UNITED STATES—The next day, after Tina and Lee have witnessed the dog love knot, he feels inexplicably good and so does Tina, Joe’s sister. In their separate frames in the city, and they feel impervious to the petty struggles and stresses inflamed by the daily grind. This euphoria was a gift that came by proxy through the dogs.

When others are around, Lee tries to moderate his shouts and violent tugs at Deveraux’s leash. He gnashes his teeth less and shrieks rarely. Deveraux’s sudden veers on a fascinating scent seem deliberately at odds with Lee’s ferocious urge to get home and have a bite to eat—which amounts to a swollen fetish at the end of trying days–are better tolerated.
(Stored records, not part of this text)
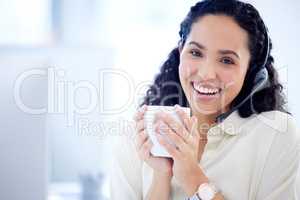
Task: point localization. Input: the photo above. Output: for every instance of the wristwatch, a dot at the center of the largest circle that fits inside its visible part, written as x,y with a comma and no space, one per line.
206,191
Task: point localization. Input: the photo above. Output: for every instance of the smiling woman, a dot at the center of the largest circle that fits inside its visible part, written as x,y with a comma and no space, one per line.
222,67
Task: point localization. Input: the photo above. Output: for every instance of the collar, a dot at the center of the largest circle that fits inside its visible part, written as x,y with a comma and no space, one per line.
231,125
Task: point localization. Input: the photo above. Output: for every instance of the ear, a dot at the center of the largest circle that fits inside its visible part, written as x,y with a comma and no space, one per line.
180,47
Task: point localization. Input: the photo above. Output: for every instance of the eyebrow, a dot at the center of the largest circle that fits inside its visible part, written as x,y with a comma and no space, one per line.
222,51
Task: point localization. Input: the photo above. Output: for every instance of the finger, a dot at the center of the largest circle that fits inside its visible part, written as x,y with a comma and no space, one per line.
171,149
140,113
141,139
144,152
185,119
170,134
140,125
194,128
173,124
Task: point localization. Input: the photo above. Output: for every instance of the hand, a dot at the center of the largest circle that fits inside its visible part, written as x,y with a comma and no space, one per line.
185,151
161,166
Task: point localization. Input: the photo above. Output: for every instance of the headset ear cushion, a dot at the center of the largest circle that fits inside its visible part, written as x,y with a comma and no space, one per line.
261,79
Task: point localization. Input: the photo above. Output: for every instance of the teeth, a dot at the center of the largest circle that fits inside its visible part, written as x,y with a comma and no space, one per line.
202,89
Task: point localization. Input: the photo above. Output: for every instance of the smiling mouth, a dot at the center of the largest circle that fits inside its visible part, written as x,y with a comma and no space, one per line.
206,90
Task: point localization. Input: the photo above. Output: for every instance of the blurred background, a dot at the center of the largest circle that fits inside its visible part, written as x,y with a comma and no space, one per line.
73,72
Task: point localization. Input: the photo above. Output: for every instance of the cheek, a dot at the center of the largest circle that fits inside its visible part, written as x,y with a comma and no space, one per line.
186,70
233,82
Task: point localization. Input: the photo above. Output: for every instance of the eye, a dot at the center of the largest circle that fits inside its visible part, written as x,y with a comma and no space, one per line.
195,53
227,61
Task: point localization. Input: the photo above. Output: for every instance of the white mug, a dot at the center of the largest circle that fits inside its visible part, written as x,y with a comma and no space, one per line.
157,149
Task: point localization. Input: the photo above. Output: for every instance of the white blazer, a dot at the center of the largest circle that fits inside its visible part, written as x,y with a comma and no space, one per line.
253,158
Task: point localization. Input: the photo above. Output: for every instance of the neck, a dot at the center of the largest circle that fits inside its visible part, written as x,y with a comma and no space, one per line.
205,122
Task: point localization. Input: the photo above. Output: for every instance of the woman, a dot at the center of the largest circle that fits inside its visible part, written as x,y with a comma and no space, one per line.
240,143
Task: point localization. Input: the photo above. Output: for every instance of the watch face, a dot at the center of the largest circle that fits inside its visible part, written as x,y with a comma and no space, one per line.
206,192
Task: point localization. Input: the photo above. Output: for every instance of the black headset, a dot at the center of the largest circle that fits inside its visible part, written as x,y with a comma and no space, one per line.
260,82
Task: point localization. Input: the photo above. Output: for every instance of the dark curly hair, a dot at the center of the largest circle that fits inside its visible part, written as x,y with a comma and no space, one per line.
167,84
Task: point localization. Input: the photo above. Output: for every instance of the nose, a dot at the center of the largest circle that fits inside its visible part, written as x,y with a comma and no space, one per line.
207,71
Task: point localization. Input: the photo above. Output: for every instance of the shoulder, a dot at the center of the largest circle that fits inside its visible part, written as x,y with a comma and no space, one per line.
282,126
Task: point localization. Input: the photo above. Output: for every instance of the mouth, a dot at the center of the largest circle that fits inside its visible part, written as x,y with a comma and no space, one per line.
206,90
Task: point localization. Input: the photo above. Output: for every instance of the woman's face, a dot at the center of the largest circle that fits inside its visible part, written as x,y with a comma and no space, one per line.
213,63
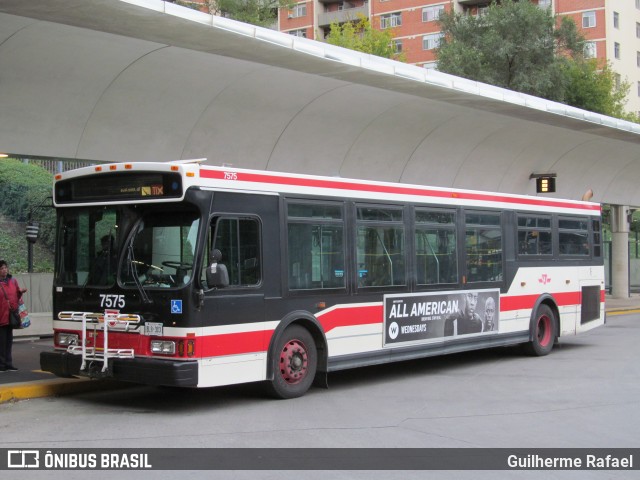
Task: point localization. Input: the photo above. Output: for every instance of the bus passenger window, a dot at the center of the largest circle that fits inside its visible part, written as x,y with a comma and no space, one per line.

Now he has learned to empathize:

“Sorry, buddy. You’re triggering me every two steps by going on another sniffing tangent. But can understand if you’re reveling in the smell of Cutie. Don’t worry, you guys’ll meet again.”

A peace accompanies Lee and Deveraux back to his balcony apartment. He gets in the door, his phone is ringing.

Lee steels his chin and answers. His friend Joe is the caller and he sounds upset.

“Joe, I thought we weren’t talking after Tina and I let the dogs put on a show in the living room.”

“We lost Cutie,” Joe says.

Hearing this alone is enough to spiral Lee from his placid pause. He patiently waits to hear and make sense of Joe’s call.

“Rafael was out in the garden with Cutie and she got out of the gate. He was lackadaisical. He went halfway down the street and came back before finding her. He gave up soon. He had to go to work.”

Joe recounts how he went down the street and put up posters. He talked two neighbors who had taken in Cutie and kept her for two days. They had been good neighbors. But when no one came looking for Cutie, they couldn’t keep her forever and called the city pound. They took Cutie away.

After the call from Joe, it seems to Lee that Deveraux is despondent and prone to whimper.

Tina is very sad, she eats cream puffs Lee has brought for her. She thanks him and then she gets mad.

“I was trying to do something nice,” Lee replies. “They’re organic cream puffs.”

“Like that makes it all right.”

A few days later Tina comes over to Lee’s side of town. Lee asks her to babysit Deveraux. She begins to come over and take care of Deveraux when his master is gone on business trips. She takes good care of the dog. A shared sadness over Cutie’s disappearance forms a bond between Tina and Lee.

One day Lee comes back from a trip to Los Gatos and finds Tina bubbling over with sweetness and giggles. He hasn’t seen her that way since the doggies let loose their doggy desires in the confines of the bungalow on Micheltorena, more than a year before.

They go walking together. Tina’s presence helps to moderate Lee’s frustration at Deveraux’s penchant for falling down the sniffing well. As they walk she tells him the story she’s bursting with some news:
“I was walking Deveraux all the way from Korea Town. It’s a nice old neighborhood, Sugar Hill. Big houses and nice gardens. Deveraux practically yanked me across Adams Boulevard. There was Cutie, behind a gate.  Deveraux tried to get with her through rusty chain link.”

“‘He sure seems to like her a lot, a man in the garden commented.  He explained to me how Cutie was returned to the family after the pound found a chip behind her pink ribbon. The family had missed her so much. The man had tears in his eyes. I didn’t have the heart to tell him we loved Cutie and what a big empty space she left in out house.”

“I guess Cutie wasn’t Rafa’s dog, after all.” says Lee. “That’s why he wasn’t in any hurry about finding her and bringing her back.”

Deveraux whimpers. Lee looks at Tina the same moment and plants a kiss on her lips. He can see the shock all over her face. She doesn’t slap him. That’s good. Deveraux is begging for some food.

“Not now,” Lee gently slaps him away.

“When we’re finished kissing, you mutt.”